Dow falls into correction as Russian attack on Ukraine roils world markets

U.S. markets careened at the open, with all major indexes slumping 2 percent or more. Around 11:30 a.m., the Dow Jones industrial average had recovered some ground but remained down 580 points, or 1.7 percent. The broader S&P 500 index had also clawed back some but remained down about 1 percent. The tech-heavy Nasdaq briefly entered a bear market before reversing course and falling flat.

Though the Russian incursion is just beginning, signals Thursday — including strikes across Ukraine — suggested a wide-ranging military offensive that would trigger deep sanctions from the United States and European Union, hurting not just the Russian economy, but the whole world’s. Consumers around the globe are already facing widespread price increases tied to raging inflation and troubled energy markets, and now pains are likely to grow more acute.

Russia is a dominant natural gas and oil exporter, particularly to Europe, and some of its supply transits via pipeline across Ukraine. The price of Brent crude, the global benchmark, shot up 7.9 percent to nearly $101.50 a barrel — the first time it’s been in the triple digits since 2014 — while U.S. oil jumped 8.3 percent to $99.70.

The national average for a gallon of gasoline on Thursday was $3.54 according to AAA, up from $3.33 just a month ago. A year ago, when demand was still largely flattened by the pandemic, the national average was just $2.66.

Russia has warned that Americans will fully feel the “consequences” of sanctions President Biden announced earlier this week. Biden has acknowledged that the crisis could lead to higher gasoline prices, while U.S. businesses have been warned to prepare for possible cyberattacks. Biden said that more “severe sanctions” will be announced Thursday in the wake of the invasion.

“The bigger the conflict gets, the larger the impact to global energy supply will be, the larger the drag on the European economy, and the larger the potential drag on U.S. exports and consumption spending will be,” Bill Adams, chief economist for Comerica Bank, said Thursday in comments emailed to The Post.

Markets loathe uncertainty, and the attack is arriving at a moment when the global economy is already wrestling with pandemic-related challenges in the form of soaring inflation, chaotic supply chains and labor shortages.

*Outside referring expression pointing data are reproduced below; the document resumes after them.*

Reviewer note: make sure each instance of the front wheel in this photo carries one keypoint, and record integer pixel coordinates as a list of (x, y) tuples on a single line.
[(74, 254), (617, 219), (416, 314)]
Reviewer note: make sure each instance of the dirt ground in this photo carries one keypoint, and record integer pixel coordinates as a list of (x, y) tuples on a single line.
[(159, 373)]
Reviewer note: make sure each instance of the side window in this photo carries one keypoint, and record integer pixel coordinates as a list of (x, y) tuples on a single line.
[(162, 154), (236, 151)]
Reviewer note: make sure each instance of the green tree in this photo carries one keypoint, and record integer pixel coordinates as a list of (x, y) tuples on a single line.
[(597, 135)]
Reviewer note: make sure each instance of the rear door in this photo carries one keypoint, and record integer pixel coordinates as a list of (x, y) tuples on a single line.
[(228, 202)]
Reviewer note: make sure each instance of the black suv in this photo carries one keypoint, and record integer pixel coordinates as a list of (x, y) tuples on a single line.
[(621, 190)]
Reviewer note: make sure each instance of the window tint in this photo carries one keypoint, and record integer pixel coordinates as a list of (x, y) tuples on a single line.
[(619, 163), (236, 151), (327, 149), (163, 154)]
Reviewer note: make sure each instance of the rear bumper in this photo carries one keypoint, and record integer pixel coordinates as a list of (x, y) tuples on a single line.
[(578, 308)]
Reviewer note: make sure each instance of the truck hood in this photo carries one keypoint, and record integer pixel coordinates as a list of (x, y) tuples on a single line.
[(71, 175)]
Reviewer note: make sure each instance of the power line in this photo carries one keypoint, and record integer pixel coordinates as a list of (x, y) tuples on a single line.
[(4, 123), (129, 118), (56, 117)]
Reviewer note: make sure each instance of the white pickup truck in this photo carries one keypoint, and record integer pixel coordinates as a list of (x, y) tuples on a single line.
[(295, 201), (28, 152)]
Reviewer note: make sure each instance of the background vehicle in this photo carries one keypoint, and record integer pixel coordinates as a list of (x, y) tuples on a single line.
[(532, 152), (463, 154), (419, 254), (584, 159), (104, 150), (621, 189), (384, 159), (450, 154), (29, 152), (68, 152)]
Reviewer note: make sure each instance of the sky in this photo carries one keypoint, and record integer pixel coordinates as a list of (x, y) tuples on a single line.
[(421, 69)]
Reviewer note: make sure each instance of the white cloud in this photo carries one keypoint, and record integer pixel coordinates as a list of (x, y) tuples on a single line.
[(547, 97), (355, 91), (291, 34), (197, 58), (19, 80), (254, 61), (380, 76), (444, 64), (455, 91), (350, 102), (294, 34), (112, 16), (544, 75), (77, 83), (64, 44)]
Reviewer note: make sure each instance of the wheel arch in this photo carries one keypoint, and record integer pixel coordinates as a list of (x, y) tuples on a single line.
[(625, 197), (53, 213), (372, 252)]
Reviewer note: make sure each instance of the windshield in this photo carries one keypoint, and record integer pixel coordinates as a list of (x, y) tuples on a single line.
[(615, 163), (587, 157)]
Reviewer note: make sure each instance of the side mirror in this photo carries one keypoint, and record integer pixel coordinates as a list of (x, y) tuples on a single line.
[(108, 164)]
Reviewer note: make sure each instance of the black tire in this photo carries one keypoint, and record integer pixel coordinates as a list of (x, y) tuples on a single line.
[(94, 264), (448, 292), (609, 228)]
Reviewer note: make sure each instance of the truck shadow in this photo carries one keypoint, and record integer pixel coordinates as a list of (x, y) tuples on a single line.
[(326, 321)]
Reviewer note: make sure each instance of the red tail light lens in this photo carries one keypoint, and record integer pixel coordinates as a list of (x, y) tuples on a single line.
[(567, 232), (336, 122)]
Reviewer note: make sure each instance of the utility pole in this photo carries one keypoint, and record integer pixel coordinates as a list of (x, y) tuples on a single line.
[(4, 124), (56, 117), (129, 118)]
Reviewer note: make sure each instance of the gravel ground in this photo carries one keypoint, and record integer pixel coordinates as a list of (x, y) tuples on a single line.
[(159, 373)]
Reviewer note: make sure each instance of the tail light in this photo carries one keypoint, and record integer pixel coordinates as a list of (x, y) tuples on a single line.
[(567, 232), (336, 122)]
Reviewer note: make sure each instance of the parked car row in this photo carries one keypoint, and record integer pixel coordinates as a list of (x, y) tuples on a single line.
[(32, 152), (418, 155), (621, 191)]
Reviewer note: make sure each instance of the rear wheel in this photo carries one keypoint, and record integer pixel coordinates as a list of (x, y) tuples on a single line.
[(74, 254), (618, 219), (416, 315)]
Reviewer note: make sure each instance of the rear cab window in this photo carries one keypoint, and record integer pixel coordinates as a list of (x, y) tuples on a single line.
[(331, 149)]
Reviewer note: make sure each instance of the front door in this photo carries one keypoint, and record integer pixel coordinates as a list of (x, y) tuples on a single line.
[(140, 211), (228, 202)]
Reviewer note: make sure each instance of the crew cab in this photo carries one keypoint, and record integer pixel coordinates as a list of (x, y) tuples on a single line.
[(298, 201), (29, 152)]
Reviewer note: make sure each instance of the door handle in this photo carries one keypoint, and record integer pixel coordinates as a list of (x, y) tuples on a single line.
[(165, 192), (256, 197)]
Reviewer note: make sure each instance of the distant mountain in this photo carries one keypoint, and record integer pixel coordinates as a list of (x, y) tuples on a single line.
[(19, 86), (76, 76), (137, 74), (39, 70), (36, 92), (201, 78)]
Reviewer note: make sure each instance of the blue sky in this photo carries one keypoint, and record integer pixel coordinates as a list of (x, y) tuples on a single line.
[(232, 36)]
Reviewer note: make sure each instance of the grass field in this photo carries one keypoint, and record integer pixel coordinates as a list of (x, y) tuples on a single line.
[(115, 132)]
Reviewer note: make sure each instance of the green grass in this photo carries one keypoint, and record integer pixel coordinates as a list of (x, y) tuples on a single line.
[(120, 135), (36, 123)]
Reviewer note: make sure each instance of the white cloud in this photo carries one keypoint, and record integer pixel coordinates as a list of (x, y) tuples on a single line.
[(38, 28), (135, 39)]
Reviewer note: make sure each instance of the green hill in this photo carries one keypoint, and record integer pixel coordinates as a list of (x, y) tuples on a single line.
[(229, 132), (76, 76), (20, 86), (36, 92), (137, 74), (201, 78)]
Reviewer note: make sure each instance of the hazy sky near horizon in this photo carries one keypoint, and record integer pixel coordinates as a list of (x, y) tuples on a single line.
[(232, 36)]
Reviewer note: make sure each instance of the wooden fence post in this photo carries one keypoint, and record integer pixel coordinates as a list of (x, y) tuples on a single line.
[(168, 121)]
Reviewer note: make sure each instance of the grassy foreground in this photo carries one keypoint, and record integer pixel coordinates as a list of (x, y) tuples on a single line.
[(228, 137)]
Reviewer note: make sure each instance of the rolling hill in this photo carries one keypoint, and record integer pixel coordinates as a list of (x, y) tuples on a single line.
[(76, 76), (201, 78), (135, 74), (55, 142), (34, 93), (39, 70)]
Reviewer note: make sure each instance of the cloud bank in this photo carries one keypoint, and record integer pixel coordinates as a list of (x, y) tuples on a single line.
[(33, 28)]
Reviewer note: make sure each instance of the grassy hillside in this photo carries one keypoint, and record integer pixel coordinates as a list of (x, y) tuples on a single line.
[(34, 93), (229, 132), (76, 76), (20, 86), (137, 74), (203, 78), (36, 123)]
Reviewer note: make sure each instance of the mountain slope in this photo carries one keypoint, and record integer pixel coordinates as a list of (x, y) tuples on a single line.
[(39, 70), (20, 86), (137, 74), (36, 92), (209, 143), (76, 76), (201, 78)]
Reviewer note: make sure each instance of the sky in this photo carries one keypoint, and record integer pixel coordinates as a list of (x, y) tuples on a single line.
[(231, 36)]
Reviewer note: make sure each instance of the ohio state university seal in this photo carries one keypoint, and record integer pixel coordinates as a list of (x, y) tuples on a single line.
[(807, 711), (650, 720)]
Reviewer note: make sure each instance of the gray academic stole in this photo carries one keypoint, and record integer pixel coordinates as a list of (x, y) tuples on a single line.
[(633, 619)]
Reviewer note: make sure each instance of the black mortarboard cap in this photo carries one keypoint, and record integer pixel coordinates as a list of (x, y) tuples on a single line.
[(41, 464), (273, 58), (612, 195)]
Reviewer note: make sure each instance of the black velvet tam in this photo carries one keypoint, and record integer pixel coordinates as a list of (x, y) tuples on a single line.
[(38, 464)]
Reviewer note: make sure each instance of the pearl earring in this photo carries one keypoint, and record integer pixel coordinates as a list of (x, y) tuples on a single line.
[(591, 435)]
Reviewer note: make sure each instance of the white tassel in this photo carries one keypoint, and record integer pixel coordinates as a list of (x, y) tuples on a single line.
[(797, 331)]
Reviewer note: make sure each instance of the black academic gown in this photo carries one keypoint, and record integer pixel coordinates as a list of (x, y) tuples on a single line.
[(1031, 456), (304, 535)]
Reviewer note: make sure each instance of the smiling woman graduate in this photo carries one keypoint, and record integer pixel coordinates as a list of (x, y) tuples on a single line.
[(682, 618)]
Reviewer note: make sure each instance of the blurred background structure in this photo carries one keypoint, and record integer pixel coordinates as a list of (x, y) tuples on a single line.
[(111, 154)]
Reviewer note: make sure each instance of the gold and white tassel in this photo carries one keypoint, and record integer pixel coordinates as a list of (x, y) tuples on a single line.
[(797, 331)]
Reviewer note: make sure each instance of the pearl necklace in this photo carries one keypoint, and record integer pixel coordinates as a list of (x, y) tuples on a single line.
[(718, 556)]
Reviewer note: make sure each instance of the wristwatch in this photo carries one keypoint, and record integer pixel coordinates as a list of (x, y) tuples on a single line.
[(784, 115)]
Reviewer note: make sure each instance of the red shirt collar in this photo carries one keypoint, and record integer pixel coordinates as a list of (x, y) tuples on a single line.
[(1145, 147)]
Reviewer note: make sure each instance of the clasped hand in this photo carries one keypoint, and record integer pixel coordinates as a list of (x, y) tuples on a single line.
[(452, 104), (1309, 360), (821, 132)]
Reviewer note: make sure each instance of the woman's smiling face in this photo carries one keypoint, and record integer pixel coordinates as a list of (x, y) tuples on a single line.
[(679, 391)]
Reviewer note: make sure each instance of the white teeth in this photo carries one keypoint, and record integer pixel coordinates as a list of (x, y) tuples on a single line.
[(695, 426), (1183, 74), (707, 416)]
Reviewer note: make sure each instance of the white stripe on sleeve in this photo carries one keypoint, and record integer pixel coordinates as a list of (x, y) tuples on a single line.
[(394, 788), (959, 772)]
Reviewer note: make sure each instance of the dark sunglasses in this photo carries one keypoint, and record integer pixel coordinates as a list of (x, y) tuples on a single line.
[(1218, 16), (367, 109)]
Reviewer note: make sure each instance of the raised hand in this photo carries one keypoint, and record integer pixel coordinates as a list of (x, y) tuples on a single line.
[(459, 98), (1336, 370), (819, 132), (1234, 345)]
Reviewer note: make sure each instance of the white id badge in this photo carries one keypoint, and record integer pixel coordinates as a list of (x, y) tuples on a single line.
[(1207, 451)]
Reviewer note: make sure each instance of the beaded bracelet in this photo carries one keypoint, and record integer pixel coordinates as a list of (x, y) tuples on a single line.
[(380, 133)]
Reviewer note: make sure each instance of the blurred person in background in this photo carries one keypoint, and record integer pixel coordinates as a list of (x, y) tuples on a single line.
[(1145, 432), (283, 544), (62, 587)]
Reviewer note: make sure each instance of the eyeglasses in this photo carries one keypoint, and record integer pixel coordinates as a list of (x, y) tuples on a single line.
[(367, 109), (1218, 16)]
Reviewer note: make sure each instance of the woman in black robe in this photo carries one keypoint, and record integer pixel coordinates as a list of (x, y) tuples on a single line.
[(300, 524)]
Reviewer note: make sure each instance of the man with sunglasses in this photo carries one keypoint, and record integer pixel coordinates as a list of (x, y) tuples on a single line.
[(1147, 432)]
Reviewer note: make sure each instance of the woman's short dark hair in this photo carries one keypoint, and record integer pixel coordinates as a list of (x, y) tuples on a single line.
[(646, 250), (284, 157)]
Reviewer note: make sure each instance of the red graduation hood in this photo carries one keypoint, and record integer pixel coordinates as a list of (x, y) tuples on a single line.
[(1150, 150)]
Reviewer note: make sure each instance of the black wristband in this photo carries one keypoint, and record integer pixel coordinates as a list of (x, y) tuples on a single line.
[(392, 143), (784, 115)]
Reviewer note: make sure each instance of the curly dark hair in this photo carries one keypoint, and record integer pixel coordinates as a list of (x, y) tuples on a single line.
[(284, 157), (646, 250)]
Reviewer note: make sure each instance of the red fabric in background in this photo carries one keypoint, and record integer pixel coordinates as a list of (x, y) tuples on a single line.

Investors fled to safer assets, sending the yield on the 10-Year U.S. Treasury note sharply lower to 1.865 percent. Bond yields move inversely to prices.

Gold — a Russian export and an investor safe haven — soared nearly 3 percent to trade around $1965 per troy ounce. Benchmark prices of aluminum, nickel, wheat and corn (other exports from Russia and Ukraine) also soared to multiyear highs.

For all the immediate financial reaction Thursday, no country absorbed greater losses than those in Russia, whose major stock market index nosedived some 45 percent in the early hours Thursday, hitting its lowest level since 2016. Trading was briefly suspended amid the free-fall. The ruble slumped to its weakest point in at least the past 10 years, giving Russians less spending power when they go abroad.

Oil prices have risen more than 40 percent since December, influenced in part by speculation that Putin might launch an attack as Russia amassed troops on three sides of Ukraine.

After Russia’s 2014 invasion of Crimea, Europe’s dependence on Russian energy held the bloc back from enforcing certain both-sides-suffer sanctions. But European leaders this time are likely to agree that a more severe response is necessary, and they are drawing up plans to wean themselves from dependence on Russian oil and gas.

That includes, most immediately, shelving the Nord Stream 2 gas pipeline between Germany and Russia. But any new energy strategy is certain to take years — and will come at a massive taxpayer expense.

An analysis last week from Barclays, the British bank, noted that Europe would struggle to “substitute large quantities of Russian oil and gas with alternative energy sources in other countries, especially in a short period of time.” The bank’s analysis said this could lead to rationing, higher prices, and ultimately cut into GDP growth.

Some of those concerns were evident in Thursday’s stock market, where Germany’s DAX index fell even more sharply than most, sliding 4.5 percent by midday. The index has lost more than 14 percent of its value since early January. Europe’s benchmark Stoxx 600 index declined 3.3 percent.

European Commission Ursula von der Leyen said the 27-nation bloc would convene later Thursday to discuss new sanctions. The measures, she said, would weaken Russia’s economic base and its “capacity to modernize” by freezing the country’s assets in the E.U. and stopping its access to the European financial market.